I set my Garmin for 3 x 2 mile intervals with 5:00 recovery between each. I wore the shoes I plan to wear on race day (my new pair of Ghost 8's). It was a little windy this morning, and I wanted to get out there before the wind got any stronger. I took a deep here-goes-nothing breath, started my Garmin, and took off running.
I felt good--it's funny, I notice almost immediately whether it's going to be a good run or not. My legs felt fresh and I felt light and springy. I started out too fast (per usual) so I concentrated on slowing it down to get as close to goal pace as I could without going over. I was running a super familiar route, so I knew where the two-mile mark was, and I just focused on getting there. I tried not to think about the fact that after the two miles, I'd only be a THIRD of the way done with the workout.
That first two miles actually felt really great--I wasn't dying, and when my Garmin beeped to jog, I felt like I could have continued (not sure about four more miles, though! ha). The five-minute jog went by way too fast, and then the Garmin beeped to start my running again. This time, I knew I was going to turn around midway through the interval, so I was just focusing on that. Breaking it up into smaller segments made it go by faster.
I was definitely more tired after that second two-mile segment. I was really tempted to call it quits and just redo it next week--but I kept telling myself that if I could do it now, get it over with today, then I won't have to do this workout again! I knew my confidence would soar if I could just get this one workout done, and I was already two-thirds of the way through it. (Besides, physically, I knew I was capable of pushing through it; mentally, though, I was doubtful!)

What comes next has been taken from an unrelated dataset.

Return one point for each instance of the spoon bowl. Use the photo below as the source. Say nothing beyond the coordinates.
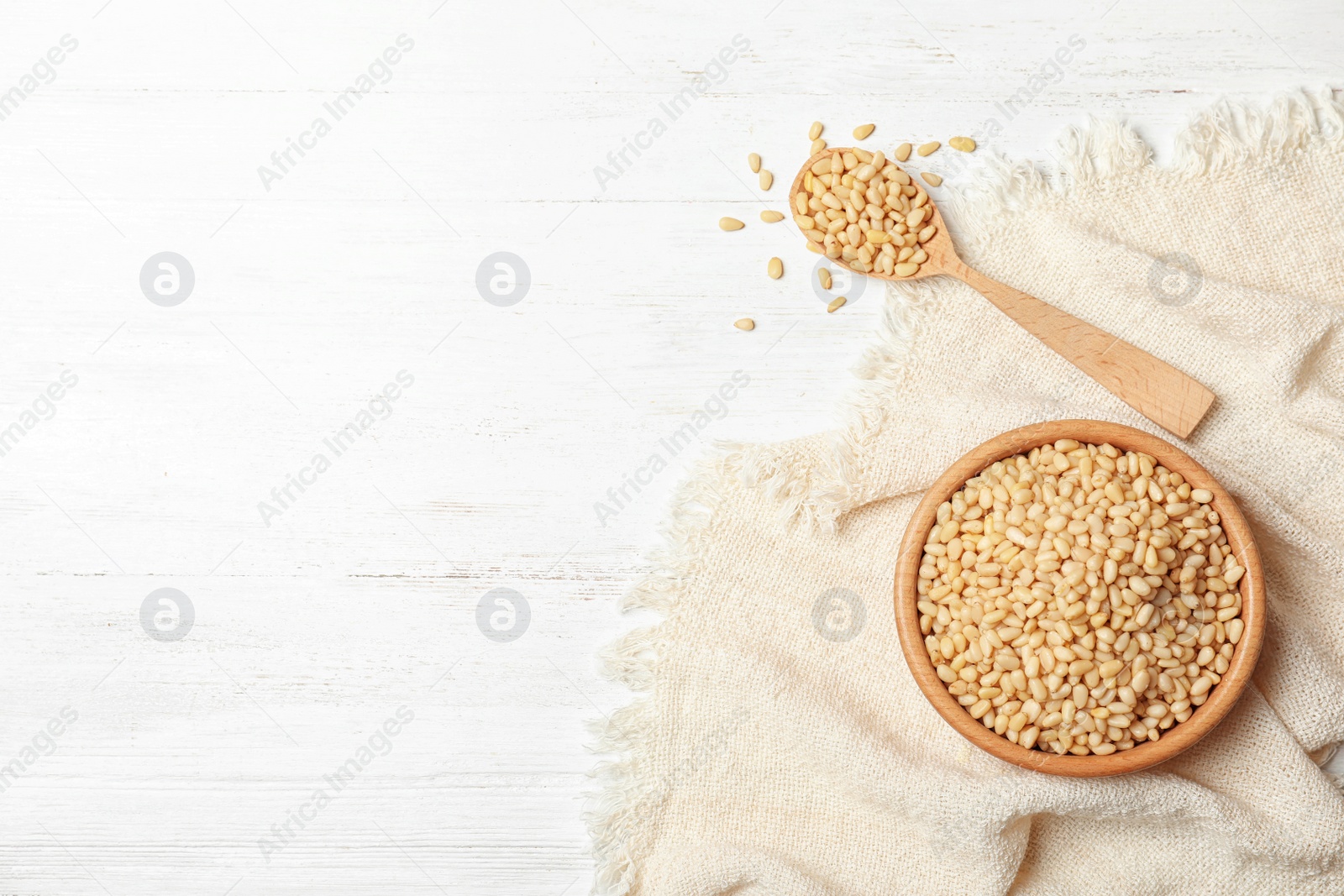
(1152, 387)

My jog was really slow, because I was dreading the final two-mile split. But after five minutes, my Garmin beeped, and I started running hard again. The first half-mile was directly into the wind coming off of Lake Erie, and it wiped me out. My pace was at 8:07, and my heart rate was 180 (over 175 is when it gets too difficult to maintain). I almost gave in at that point, because I felt kind of defeated, but I decided to at least finish out the mile. I hoped that once I turned away from the wind, I would catch my breath and feel better.
Thankfully, it worked! Once I turned away from the wind, my heart rate dropped back down to 174-ish, and I was slowly able to make up the time that the wind had cost me. My pace got down to 7:53, and I just tried to hold it there. I wasn't trying to go any faster, because I really just wanted to finish!
When I knew I had about a mile left, I thought, "Maybe I'll just stop after this mile, and then next week, I'll go for all six." I looked at my Garmin, and saw that I actually only had 0.93 miles left; when I saw that, I knew I would be able to just finish it. I was even able to pick up the pace a little, knowing it would be over with soon. The closer I got to home, the longer it seemed to take... but finally, I heard the Garmin beep. I had DONE IT!
Pace of 7:49, 7:51, and 7:48 for my two mile splits |
I really couldn't believe it. I just did Greg McMillan's "Best 10K Workout", and I nailed my pace! I was SO excited.
Once I uploaded my run, I saw that even with the jogging breaks included, this was my second fastest six-mile outdoor run ever (the first being my 10K PR from April 2013). I feel super confident going into my race now. There are a lot of other factors that could affect my race--I'll be in a different time zone, eating food I'm not used to, and my whole routine will be out of whack. Not to mention the pressure I feel! But I do feel like I'm in the shape to run a PR if everything goes well that day.